CasualMultiPConc is my second attempt to create a parallel concordancer, which is based on CasualPConc. The feature set of CasualMultiPConc is very simple at the moment. The only advantage over CasualPConc is this application can handle 2 to 5 parallel corpora. Because I personally don't use parallel concordancer, I wrote this from my very limited knowledge about parallel concordancer. So whether this projects proceeds depends on your feedback. If enough people use this and give me feedback (or tell me what should be included or how things are dealt with), I might spend more time to further develop this program. In fact, this project started when I got a feedback on CasualPConc, which can only handle 2 corpora at a time.

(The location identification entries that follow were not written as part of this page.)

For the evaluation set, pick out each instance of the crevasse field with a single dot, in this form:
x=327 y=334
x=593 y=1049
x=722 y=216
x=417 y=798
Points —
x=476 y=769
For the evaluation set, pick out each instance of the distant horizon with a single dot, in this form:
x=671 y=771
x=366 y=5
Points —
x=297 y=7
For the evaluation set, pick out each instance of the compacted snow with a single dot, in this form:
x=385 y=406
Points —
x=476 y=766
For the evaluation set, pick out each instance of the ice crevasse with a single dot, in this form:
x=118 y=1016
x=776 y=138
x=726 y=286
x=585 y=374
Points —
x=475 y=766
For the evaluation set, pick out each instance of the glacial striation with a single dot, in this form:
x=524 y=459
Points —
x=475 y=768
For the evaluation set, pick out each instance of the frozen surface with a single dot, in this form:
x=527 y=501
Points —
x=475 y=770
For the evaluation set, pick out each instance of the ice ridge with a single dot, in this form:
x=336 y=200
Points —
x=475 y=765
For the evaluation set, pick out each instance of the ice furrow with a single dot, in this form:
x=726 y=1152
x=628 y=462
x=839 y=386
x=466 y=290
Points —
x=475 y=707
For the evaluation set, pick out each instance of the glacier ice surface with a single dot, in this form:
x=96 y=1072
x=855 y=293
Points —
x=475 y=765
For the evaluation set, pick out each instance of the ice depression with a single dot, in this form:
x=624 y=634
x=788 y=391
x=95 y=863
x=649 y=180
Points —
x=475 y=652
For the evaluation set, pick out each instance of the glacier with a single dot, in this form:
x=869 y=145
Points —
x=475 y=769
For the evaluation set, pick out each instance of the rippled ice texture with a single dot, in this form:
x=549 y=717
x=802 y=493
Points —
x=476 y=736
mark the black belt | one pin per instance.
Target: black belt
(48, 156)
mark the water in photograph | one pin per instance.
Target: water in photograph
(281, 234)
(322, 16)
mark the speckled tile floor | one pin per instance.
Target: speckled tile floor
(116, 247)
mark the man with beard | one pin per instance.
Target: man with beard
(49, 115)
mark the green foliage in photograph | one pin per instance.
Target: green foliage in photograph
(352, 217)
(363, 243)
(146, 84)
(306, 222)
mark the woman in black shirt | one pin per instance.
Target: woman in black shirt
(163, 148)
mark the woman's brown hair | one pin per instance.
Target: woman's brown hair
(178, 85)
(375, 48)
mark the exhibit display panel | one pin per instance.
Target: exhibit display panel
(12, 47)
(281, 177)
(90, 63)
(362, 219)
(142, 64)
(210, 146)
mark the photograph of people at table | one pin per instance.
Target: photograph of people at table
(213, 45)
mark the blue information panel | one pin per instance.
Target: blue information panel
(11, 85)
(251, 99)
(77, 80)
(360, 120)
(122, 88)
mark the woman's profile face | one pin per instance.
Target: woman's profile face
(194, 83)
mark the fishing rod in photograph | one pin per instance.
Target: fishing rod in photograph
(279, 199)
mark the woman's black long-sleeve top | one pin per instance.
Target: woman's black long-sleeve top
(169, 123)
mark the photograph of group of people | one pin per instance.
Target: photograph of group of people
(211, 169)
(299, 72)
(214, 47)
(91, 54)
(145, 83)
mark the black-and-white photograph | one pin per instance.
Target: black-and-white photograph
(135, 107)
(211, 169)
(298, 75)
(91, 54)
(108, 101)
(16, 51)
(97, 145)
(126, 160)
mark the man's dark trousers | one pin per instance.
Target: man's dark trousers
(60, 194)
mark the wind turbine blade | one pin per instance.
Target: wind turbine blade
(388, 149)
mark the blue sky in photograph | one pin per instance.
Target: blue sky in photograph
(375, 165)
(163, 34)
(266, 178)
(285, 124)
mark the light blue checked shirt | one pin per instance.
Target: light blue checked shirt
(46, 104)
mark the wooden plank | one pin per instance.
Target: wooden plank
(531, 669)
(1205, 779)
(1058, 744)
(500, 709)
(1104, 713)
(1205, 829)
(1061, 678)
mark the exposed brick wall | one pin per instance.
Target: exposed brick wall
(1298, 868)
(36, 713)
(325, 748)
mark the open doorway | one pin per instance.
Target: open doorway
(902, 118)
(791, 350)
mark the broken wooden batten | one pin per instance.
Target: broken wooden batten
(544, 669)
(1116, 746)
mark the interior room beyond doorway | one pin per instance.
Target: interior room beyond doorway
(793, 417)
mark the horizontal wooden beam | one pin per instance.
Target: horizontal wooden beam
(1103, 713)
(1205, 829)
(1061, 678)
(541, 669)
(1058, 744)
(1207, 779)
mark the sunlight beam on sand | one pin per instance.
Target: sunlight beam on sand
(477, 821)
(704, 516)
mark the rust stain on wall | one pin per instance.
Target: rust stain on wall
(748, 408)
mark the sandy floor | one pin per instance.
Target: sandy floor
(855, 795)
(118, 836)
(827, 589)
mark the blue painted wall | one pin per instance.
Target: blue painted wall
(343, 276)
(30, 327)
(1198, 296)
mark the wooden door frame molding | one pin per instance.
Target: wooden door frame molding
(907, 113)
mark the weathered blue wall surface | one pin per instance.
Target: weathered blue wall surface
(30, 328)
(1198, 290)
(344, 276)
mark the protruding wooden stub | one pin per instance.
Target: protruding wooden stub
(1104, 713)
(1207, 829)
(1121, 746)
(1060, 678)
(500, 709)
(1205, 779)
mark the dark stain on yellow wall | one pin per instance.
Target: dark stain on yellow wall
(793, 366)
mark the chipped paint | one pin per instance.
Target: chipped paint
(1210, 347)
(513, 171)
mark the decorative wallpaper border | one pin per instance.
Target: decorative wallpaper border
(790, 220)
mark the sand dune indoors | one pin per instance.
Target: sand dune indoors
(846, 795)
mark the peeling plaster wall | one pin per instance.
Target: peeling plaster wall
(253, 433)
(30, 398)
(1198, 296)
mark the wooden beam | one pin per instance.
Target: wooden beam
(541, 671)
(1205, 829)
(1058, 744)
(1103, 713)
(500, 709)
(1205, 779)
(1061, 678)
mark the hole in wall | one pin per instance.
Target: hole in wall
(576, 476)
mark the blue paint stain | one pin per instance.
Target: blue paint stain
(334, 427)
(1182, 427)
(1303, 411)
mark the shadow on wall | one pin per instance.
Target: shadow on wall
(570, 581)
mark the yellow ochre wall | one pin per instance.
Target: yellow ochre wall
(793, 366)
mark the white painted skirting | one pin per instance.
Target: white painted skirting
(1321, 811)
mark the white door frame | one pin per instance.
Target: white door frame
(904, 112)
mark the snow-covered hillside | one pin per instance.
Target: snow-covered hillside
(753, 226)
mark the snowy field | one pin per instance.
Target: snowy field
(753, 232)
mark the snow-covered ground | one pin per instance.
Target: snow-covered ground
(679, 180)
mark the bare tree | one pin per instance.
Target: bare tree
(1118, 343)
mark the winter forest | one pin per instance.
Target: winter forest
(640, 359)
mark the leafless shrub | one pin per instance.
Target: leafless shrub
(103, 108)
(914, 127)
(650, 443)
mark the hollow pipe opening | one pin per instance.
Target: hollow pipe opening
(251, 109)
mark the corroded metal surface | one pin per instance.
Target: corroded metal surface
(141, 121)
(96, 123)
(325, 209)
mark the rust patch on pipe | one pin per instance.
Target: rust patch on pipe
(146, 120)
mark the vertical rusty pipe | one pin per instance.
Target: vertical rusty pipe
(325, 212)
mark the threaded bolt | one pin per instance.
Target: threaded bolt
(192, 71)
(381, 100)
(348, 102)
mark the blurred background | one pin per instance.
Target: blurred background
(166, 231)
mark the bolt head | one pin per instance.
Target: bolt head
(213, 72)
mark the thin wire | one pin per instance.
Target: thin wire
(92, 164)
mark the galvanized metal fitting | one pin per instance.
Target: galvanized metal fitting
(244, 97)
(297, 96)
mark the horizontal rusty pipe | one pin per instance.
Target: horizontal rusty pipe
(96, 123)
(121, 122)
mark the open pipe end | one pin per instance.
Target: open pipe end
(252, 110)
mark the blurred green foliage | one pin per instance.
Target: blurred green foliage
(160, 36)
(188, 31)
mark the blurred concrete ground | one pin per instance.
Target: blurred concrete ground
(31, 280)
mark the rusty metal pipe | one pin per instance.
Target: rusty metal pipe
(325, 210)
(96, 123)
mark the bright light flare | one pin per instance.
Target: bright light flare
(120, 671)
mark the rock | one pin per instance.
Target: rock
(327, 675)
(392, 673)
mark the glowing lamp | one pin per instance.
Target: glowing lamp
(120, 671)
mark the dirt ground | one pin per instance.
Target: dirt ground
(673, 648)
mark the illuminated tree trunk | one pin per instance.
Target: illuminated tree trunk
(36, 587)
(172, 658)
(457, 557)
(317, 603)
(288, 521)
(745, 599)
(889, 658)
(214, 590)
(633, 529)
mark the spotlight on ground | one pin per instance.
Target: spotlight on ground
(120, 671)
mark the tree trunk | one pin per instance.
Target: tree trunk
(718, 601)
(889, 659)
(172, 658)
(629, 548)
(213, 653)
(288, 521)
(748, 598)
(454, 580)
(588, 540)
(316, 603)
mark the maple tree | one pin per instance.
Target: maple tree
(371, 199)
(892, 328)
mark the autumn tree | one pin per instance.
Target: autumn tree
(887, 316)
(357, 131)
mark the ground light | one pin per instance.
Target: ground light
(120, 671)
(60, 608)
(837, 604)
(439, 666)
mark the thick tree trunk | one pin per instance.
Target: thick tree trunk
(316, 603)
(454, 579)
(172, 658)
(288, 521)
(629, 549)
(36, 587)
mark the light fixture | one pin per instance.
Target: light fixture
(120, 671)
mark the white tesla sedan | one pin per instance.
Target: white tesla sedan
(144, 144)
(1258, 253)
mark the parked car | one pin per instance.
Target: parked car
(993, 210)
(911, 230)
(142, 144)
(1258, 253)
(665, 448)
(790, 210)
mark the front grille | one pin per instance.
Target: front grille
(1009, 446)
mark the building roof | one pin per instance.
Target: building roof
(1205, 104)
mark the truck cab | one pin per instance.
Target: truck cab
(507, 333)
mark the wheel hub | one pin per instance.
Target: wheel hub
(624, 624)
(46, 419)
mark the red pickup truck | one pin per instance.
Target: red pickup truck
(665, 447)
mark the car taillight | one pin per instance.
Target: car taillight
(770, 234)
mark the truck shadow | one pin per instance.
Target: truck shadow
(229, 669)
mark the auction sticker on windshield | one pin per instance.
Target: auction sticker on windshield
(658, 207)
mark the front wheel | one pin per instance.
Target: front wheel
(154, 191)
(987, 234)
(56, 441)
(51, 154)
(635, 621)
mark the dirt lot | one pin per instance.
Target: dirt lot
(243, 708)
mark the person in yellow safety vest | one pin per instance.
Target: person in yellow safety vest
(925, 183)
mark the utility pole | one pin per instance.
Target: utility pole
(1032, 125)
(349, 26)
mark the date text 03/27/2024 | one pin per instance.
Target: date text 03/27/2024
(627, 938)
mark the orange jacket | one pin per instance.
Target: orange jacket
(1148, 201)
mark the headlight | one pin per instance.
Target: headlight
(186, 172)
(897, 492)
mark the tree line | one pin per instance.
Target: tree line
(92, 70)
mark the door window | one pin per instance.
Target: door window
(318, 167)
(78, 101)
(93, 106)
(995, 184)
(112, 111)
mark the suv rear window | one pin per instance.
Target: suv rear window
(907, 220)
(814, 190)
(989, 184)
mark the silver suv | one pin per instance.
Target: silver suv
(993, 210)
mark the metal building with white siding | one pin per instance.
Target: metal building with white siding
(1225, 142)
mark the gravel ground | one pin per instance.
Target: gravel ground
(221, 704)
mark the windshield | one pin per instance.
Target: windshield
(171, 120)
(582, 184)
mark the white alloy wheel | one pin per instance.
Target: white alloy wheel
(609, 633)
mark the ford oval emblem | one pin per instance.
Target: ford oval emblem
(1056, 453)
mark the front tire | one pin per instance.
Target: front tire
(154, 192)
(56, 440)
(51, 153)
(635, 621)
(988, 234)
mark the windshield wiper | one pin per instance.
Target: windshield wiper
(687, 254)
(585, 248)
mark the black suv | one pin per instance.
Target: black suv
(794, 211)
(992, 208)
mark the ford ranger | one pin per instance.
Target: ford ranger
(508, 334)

To use CasualMultiPConc, you need corpus files that are aligned. This means you need separate files for two or more corpora and the two matched files should be aligned. "Aligned" here means both files should have the same number of paragraphs (text separated by line break character) that are matched. With the current implementation, CasualMultiPConc ignores blank lines, so if matched sentences/paragraphs appear in the same position (nth sentence/paragraph), the number of blank lines does not matter. You can open unaligned files and check the alignment on this application.

The supported file formats are plain text (.txt), Rich Text (.rtf), MS Word (.doc/.docx), and OpenOffice (.odt/sxw). But to be safe (and faster processing), plain text files (.txt) are recommended. For plain text files, various text encodings are supported, but UTF-8 is the default and recommended.

CasualMultiPConc can handle aligned text files or you can create a database file from your corpus files for faster analysis. You can also create a database from the files by importing CSV/tab-delimited text files and text files with a certain format (there might still be bugs in this feature). The database file can be saved for your future use.